Le 12 mars 1956, un gouvernement dirigé par un socialiste, Guy Mollet, se faisait voter par le Parlement une loi dite "des pouvoirs spéciaux". Tous les députés de droite et de gauche la votèrent, y compris ceux du Parti Communiste. Seuls manquèrent à cette unanimité les députés poujadistes (extrême droite), qui la trouvèrent trop modérée et insuffisante. Cette loi donnait entre autres au gouvernement français "les pouvoirs les plus étendus pour prendre toutes les mesures exceptionnelles commandées par les circonstances en vue du rétablissement de l'ordre, de la protection des personnes et des biens et de la sauvegarde du territoire".
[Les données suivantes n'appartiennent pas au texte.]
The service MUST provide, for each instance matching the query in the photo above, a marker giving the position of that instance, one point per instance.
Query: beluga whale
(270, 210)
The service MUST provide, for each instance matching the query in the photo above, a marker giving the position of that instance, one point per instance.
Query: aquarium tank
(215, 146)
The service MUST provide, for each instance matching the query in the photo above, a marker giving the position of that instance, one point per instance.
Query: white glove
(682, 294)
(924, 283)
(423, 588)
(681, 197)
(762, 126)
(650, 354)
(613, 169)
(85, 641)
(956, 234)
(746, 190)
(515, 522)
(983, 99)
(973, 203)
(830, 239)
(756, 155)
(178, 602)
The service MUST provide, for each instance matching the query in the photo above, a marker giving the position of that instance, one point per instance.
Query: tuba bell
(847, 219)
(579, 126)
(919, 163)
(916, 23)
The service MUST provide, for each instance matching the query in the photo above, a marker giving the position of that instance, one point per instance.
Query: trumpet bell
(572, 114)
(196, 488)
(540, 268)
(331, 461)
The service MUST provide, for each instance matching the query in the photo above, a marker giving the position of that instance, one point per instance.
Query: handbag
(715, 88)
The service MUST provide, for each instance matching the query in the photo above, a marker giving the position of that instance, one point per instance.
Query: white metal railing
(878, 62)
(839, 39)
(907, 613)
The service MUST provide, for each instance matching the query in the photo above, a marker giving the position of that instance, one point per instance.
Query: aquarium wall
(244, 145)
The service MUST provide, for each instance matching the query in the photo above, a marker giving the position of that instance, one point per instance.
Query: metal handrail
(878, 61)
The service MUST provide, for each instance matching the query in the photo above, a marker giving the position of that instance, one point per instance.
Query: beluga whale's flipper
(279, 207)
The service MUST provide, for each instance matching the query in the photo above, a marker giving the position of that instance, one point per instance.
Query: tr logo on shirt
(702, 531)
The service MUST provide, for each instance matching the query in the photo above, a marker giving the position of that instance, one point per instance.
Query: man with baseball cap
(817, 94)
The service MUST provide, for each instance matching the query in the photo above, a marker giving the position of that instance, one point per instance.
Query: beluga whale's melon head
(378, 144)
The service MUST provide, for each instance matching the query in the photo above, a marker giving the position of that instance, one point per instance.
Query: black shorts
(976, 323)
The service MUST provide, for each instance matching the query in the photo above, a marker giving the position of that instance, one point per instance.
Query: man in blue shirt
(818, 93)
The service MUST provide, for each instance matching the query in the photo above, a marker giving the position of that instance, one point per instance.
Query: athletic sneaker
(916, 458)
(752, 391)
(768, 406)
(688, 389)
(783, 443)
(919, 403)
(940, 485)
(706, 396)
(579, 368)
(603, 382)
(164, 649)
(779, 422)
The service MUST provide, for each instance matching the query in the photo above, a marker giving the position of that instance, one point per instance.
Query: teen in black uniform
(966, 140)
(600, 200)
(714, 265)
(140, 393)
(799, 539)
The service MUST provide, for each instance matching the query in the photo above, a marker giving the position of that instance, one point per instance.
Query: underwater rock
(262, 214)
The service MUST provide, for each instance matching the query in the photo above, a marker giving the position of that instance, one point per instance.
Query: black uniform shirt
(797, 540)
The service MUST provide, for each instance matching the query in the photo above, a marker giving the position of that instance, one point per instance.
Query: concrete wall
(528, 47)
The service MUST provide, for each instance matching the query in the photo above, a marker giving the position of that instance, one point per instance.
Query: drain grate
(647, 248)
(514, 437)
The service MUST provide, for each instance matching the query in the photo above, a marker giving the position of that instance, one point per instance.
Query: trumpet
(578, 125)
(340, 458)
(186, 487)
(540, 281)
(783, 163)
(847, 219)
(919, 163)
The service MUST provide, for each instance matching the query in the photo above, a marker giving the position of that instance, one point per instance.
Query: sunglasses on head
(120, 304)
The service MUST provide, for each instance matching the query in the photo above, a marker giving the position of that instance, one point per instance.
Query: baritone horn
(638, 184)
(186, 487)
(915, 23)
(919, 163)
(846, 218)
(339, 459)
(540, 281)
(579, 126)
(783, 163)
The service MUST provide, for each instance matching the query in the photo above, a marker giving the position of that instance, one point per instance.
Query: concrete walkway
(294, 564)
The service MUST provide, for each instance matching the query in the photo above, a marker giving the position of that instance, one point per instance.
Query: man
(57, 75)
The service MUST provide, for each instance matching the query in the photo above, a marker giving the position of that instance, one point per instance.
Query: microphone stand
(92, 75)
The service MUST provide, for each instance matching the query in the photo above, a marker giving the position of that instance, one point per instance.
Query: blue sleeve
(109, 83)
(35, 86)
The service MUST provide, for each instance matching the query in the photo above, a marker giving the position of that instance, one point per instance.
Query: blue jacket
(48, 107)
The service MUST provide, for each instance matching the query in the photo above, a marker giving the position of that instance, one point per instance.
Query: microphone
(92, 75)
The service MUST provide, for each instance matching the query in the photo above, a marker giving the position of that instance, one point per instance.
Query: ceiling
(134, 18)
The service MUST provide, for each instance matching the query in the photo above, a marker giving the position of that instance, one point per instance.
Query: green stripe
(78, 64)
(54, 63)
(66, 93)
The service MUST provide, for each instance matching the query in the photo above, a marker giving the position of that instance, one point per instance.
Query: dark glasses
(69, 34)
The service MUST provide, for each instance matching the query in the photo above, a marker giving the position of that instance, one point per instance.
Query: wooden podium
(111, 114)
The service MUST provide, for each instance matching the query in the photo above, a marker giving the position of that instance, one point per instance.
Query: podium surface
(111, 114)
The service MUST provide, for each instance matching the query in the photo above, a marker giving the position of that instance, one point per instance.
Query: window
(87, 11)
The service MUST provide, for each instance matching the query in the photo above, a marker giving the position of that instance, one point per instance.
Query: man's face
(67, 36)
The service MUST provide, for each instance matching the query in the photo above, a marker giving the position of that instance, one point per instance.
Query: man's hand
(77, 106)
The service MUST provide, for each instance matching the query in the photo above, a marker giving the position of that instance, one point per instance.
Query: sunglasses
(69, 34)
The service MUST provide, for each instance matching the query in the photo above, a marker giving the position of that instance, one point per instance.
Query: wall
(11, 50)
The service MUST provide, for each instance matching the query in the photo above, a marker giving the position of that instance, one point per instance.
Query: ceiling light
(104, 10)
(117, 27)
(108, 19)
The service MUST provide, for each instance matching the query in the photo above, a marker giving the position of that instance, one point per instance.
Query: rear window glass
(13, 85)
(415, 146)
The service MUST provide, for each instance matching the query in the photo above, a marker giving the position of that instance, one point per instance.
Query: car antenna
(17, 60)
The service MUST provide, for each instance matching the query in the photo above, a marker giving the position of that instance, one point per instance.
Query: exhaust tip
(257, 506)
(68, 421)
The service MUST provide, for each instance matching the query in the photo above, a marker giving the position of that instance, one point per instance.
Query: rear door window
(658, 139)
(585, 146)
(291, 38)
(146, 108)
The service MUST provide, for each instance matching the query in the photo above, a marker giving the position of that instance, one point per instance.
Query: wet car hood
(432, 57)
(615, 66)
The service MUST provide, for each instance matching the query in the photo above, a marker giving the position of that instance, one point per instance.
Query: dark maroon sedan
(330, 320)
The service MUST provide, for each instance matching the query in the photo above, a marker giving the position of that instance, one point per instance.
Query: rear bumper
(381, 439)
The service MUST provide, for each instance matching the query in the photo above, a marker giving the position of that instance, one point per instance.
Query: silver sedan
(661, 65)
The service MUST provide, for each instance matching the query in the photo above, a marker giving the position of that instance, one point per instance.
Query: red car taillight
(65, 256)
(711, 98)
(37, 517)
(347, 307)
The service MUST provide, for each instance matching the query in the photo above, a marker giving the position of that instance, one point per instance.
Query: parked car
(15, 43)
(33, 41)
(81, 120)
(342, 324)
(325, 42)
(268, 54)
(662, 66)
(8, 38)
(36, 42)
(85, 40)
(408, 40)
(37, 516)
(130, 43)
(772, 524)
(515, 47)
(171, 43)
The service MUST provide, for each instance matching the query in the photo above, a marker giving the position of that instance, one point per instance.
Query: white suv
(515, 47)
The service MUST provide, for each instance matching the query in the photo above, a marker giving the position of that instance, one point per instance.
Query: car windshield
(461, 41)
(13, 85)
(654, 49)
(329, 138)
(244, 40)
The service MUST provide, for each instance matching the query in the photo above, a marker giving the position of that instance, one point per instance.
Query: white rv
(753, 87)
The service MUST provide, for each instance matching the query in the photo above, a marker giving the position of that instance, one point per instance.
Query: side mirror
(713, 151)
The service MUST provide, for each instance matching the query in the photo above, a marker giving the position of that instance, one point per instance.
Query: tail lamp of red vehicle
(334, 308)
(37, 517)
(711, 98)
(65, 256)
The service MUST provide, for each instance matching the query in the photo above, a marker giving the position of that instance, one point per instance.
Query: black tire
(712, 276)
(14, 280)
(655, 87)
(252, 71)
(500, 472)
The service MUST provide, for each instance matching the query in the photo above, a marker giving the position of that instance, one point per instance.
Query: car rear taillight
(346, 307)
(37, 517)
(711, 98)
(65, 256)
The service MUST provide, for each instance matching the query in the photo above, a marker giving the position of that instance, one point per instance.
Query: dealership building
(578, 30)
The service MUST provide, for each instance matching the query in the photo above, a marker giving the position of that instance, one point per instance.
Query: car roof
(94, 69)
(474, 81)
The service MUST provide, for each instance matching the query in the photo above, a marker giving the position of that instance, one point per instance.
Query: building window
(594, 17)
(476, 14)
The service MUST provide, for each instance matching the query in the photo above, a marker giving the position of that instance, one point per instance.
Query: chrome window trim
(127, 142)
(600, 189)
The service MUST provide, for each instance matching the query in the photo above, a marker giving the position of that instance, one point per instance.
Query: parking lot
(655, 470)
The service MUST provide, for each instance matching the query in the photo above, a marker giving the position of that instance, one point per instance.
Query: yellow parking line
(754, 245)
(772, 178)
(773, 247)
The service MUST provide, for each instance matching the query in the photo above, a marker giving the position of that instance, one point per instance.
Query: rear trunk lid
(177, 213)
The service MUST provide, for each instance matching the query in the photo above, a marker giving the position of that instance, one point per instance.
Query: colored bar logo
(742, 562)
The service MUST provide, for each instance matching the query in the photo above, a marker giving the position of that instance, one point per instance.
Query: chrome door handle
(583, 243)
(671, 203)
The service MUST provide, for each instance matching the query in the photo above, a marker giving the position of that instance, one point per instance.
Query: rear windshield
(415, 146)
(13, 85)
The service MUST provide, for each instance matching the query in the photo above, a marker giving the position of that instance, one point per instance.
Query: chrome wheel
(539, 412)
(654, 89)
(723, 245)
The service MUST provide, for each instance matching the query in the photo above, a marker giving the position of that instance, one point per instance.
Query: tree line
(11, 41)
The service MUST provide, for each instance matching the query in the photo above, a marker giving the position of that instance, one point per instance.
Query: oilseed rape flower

Depuis les derniers mois de 1954, la France était confrontée à une insurrection anticoloniale en Algérie, alors que les pays voisins, la Tunisie et le Maroc, étaient secoués eux aussi par des manifestations et des émeutes populaires exigeant l'indépendance, comme l'avaient arrachée les Vietnamiens après sept années d'une guerre totale. L'opinion et surtout la classe ouvrière étaient lasses de ces guerres et de ces expéditions coloniales qui coûtaient fort cher alors qu'en 1956, le niveau de vie des travailleurs était encore inférieur à ce qu'il était en 1938. Et surtout la population et d'abord la jeunesse étaient hostiles à l'envoi des jeunes appelés du contingent en Afrique du Nord comme les gouvernements d'Edgar Faure et de Mendès-France avaient commencé à le faire dès 1955, allant même jusqu'à rappeler certains "disponibles". Il s'agissait des jeunes qui avaient accompli leur service militaire, qui avaient donc rejoint leurs foyers et que l'Etat rappelait pour faire "du rab", en Algérie, comme la loi le permettait.

D'un vote pour la paix...

Pour faire face à cette situation, le chef du gouvernement en place, mis en minorité en novembre 1955 par les députés, demanda la dissolution de l'Assemblée nationale, provoquant de nouvelles élections. Une coalition de tous les partis de gauche non communistes, qui se baptisa Front Républicain, se constitua avec à sa tête le dirigeant du Parti Socialiste Guy Mollet, le radical Mendès-France et François Mitterrand, flanqués du gaulliste Chaban-Delmas.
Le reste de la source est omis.